The stabilization of this feature will bring the very much needed parity and consistency of the language, in connection to the treatment of the temporary values for return values, with existing specification and future extension. Temporary values have been consistently throughout editions dropped first in the return statement, before the rest of the local variables. This change will also be consistent with the current become-statement implementation as per explicit tail call specification of rust-lang/rfcs#3407.

In general, this change should bring more consistency and unblocks future development that may involve lifetime assignment to temporary values.

dingxiangfei2009 commented 1 week ago

@rustbot labels +A-edition-2024

nikomatsakis commented 1 week ago

@rfcbot fcp merge

I am going to go ahead and kick off FCP. The full results of the crater run are not yet available, but regardless I am convinced that this is a good change for Rust.

rfcbot commented 1 week ago

Team member @nikomatsakis has proposed to merge this. The next step is review by the rest of the tagged team members:

No concerns currently listed.

Once a majority of reviewers approve (and at most 2 approvals are outstanding), this will enter its final comment period. If you spot a major issue that hasn't been raised at any point in this process, please speak up!

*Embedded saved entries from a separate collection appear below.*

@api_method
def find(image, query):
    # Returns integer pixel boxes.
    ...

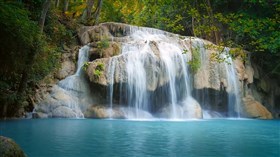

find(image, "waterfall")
[56,45,91,118]
[107,58,116,118]
[106,27,199,119]
[184,38,241,118]
[35,23,247,119]
[223,48,241,117]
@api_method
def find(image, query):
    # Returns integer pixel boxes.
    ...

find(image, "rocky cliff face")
[33,22,277,119]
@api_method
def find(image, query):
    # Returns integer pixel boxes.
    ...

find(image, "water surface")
[0,119,279,157]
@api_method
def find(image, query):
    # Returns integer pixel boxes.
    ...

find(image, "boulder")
[88,41,121,60]
[84,105,125,119]
[34,85,85,118]
[86,58,110,86]
[55,60,75,80]
[157,97,202,119]
[54,47,79,80]
[52,106,83,118]
[32,112,48,118]
[241,95,273,119]
[0,136,27,157]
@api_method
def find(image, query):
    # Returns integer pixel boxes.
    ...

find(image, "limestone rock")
[32,112,48,118]
[0,136,27,157]
[260,77,270,93]
[149,41,160,57]
[245,64,254,84]
[241,95,273,119]
[182,97,203,119]
[86,52,186,92]
[157,98,202,119]
[78,25,112,45]
[34,85,85,118]
[52,106,82,118]
[86,58,109,86]
[88,41,121,60]
[193,48,228,91]
[84,105,125,119]
[234,57,245,81]
[55,60,75,80]
[101,42,121,58]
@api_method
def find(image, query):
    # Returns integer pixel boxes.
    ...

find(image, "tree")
[93,0,102,24]
[39,0,51,33]
[63,0,69,13]
[81,0,94,23]
[0,0,59,117]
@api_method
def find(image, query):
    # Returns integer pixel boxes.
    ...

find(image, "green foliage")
[0,1,62,117]
[187,46,201,73]
[83,62,90,71]
[97,39,110,50]
[96,62,105,71]
[44,10,74,45]
[93,62,105,79]
[93,69,102,79]
[96,38,110,56]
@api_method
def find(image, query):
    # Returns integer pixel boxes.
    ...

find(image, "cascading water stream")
[107,58,116,118]
[35,23,249,119]
[56,45,91,118]
[223,48,241,117]
[106,27,198,119]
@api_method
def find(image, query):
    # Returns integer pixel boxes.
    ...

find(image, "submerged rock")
[0,136,27,157]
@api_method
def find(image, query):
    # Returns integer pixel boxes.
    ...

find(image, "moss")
[96,38,110,56]
[93,69,102,79]
[179,36,185,40]
[96,62,105,71]
[0,136,27,157]
[93,62,105,79]
[83,62,89,71]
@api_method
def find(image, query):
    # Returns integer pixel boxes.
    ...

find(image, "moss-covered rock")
[88,41,121,60]
[0,136,27,157]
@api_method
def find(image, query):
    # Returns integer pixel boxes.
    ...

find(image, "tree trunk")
[55,0,60,8]
[86,0,94,20]
[93,0,103,25]
[39,0,51,33]
[81,0,94,23]
[63,0,69,13]
[191,15,196,37]
[17,69,28,95]
[206,0,219,44]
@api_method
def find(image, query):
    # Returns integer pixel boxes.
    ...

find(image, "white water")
[106,27,199,119]
[56,46,91,118]
[223,48,241,117]
[107,58,116,118]
[35,25,242,119]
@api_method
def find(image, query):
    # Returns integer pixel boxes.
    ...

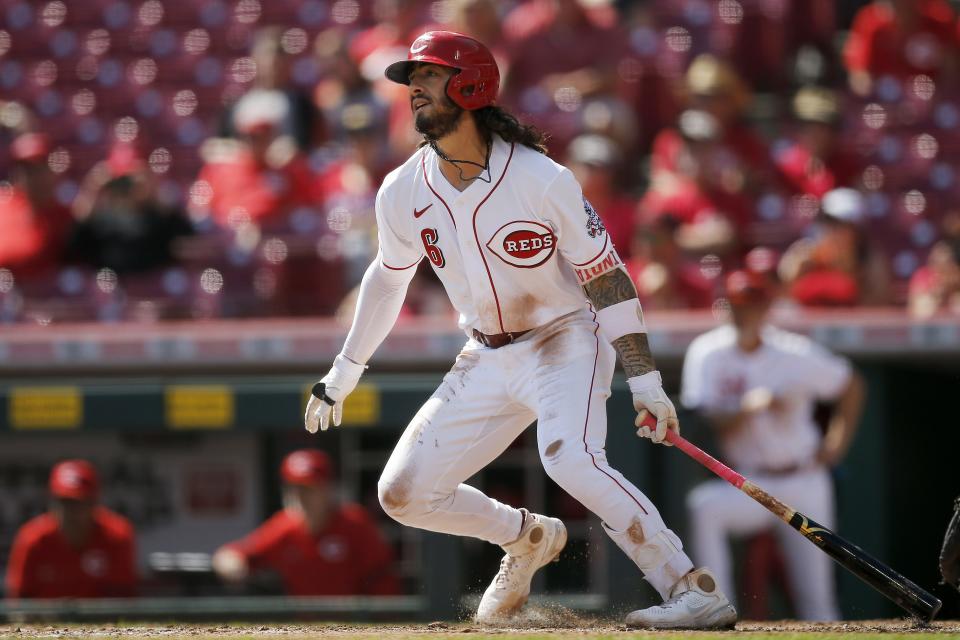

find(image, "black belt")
[472,328,531,349]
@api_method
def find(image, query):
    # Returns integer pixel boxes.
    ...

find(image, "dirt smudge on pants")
[627,518,646,545]
[533,323,571,366]
[544,439,564,459]
[438,351,479,402]
[380,464,416,515]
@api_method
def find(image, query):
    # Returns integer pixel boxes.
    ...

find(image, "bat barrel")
[789,515,942,622]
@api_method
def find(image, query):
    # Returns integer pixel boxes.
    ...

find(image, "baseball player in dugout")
[5,460,137,599]
[305,31,737,628]
[681,270,866,620]
[211,449,400,595]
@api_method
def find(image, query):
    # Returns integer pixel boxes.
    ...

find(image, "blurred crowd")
[2,0,960,324]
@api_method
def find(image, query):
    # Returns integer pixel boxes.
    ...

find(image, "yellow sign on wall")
[166,385,234,429]
[303,383,380,426]
[10,387,83,430]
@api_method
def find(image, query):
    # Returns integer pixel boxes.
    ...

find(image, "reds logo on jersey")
[486,221,557,268]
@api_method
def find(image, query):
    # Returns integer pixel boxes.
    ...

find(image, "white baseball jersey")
[681,324,852,473]
[375,135,621,335]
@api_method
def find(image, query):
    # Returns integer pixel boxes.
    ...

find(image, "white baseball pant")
[686,467,839,620]
[377,309,693,599]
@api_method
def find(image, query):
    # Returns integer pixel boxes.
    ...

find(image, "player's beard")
[414,93,465,141]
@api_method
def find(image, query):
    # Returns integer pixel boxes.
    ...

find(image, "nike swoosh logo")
[411,42,428,53]
[687,601,710,612]
[414,204,433,218]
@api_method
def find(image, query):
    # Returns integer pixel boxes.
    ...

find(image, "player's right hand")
[304,354,366,433]
[628,370,679,446]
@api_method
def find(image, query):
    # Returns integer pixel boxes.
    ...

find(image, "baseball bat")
[639,416,942,621]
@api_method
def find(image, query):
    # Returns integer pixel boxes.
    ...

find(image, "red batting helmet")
[384,31,499,111]
[280,449,332,486]
[724,269,774,306]
[49,460,100,500]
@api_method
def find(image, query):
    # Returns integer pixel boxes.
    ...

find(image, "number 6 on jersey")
[421,228,445,268]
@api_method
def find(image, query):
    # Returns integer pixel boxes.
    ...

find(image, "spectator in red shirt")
[212,449,400,596]
[626,214,716,310]
[644,56,772,256]
[5,460,137,599]
[193,90,321,233]
[0,133,72,281]
[844,0,960,96]
[776,86,861,200]
[642,110,753,257]
[779,188,891,306]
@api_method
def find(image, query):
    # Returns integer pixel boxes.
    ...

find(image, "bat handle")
[638,413,746,489]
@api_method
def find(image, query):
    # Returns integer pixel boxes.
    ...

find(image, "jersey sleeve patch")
[584,197,606,238]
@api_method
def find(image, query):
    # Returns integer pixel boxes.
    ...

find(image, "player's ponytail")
[473,106,549,154]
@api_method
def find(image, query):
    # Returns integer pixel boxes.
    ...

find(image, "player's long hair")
[473,105,549,154]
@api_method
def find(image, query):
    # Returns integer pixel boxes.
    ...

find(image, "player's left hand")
[304,355,365,433]
[628,371,678,446]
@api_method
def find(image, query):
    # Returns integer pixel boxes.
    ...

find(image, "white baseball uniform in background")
[367,135,694,600]
[680,324,852,620]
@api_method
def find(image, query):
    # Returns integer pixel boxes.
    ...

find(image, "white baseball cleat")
[625,567,737,629]
[475,510,567,623]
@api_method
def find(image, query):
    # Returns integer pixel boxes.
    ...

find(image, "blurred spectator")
[66,142,192,275]
[775,87,861,199]
[0,133,72,280]
[448,0,509,65]
[779,188,891,306]
[642,56,771,256]
[220,27,322,151]
[565,134,637,259]
[843,0,960,97]
[617,5,681,153]
[681,270,865,620]
[626,215,715,310]
[669,54,767,175]
[319,103,393,286]
[194,90,321,232]
[349,0,440,84]
[5,460,137,599]
[501,0,629,154]
[313,29,391,146]
[642,110,747,256]
[908,214,960,318]
[212,449,400,596]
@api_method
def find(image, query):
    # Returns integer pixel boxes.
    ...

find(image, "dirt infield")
[1,619,959,639]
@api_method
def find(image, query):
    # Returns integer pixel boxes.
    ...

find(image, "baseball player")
[304,31,736,629]
[212,449,399,596]
[681,270,865,620]
[5,460,137,599]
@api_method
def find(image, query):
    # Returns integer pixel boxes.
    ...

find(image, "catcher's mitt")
[941,496,960,592]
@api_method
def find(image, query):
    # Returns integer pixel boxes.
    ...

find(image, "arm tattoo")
[582,268,636,311]
[611,333,657,378]
[582,269,657,377]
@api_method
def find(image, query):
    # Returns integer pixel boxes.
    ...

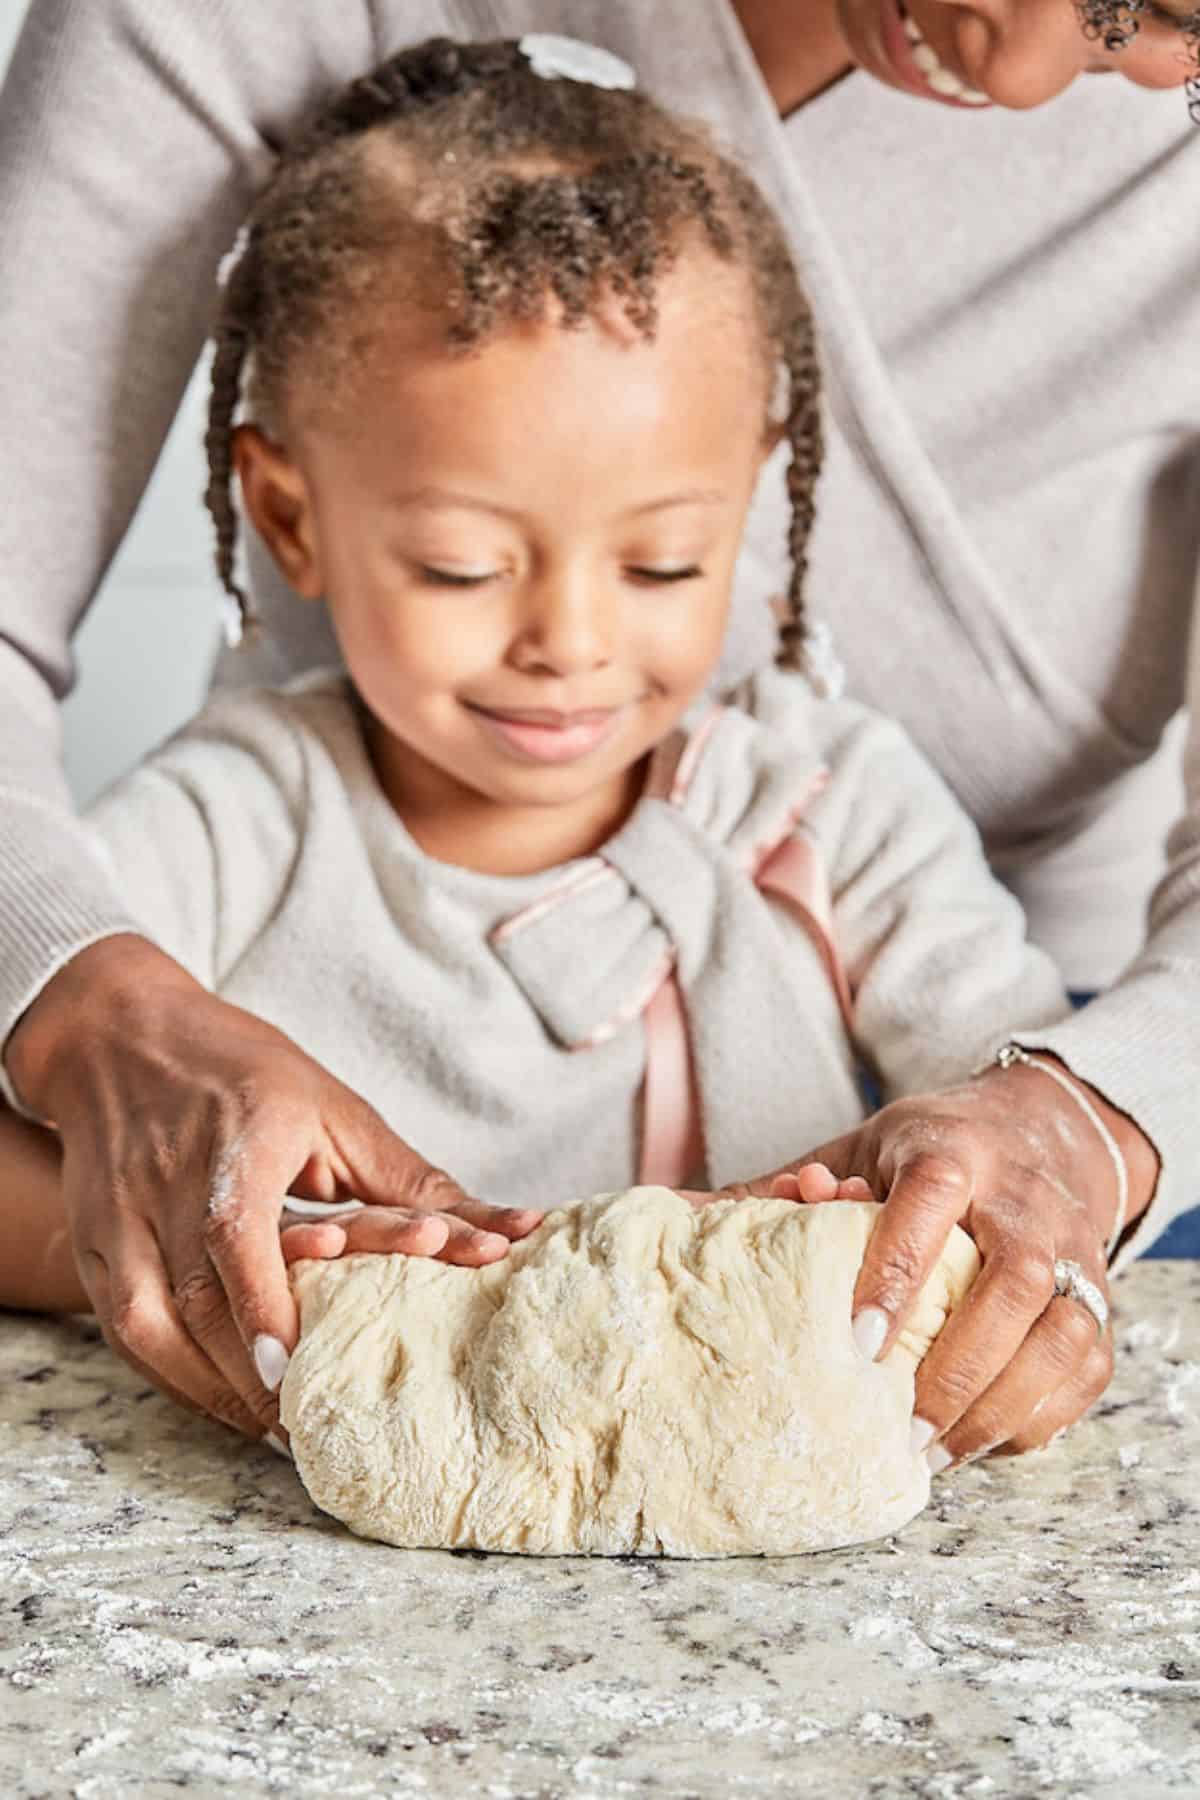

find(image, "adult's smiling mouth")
[882,0,993,106]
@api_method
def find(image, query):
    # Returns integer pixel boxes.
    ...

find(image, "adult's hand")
[5,935,542,1443]
[734,1057,1159,1471]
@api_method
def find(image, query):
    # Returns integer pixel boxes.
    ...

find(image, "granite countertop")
[3,1261,1199,1800]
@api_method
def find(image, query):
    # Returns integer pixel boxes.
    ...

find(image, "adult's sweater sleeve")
[0,0,381,1075]
[792,697,1073,1107]
[1008,566,1200,1273]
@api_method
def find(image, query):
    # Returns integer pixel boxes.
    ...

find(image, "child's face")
[237,251,773,854]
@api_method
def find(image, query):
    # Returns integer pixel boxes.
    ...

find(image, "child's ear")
[232,424,324,600]
[760,417,787,464]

cc @rust-lang/lang-advisors: FCP proposed for lang, please feel free to register concerns. See this document for info about what commands tagged team members can give me.

traviscross commented 1 week ago

@rfcbot reviewed

pnkfelix commented 1 week ago

@rfcbot reviewed

tmandry commented 1 week ago

@rfcbot reviewed

rfcbot commented 1 week ago

:bell: This is now entering its final comment period, as per the review above. :bell:

nikomatsakis commented 1 week ago

In the lang-team meeting, @pnkfelix asked to understand why the semantics were designed this way originally. The original reasoning had a design goal that the lifetime of temporaries created by an expression E should not change if E is enclosing in braces ({E}) -- see Appendix B of the original rvalue blog post. As a result, the rules were designed so that temporaries created by tail expressions "pop out" from the block scope and are dropped as part of the block's parent.

In retrospect, I now believe this was the wrong decision. In fact users expect {} to control the scope, and it's very surprising that the tail expression of a block cannot embed references to variables declared in the block into a temporary (as shown in the example). Moreover, whether or not something is a "tail expression" can at times be very non-obvious, given Rust's frequent punning between statements and expressions.

Therefore: reviewed and approved. ✅

rfcbot commented 2 days ago

The final comment period, with a disposition to merge, as per the review above, is now complete.

As the automated representative of the governance process, I would like to thank the author for their work and everyone else who contributed.

This will be merged soon.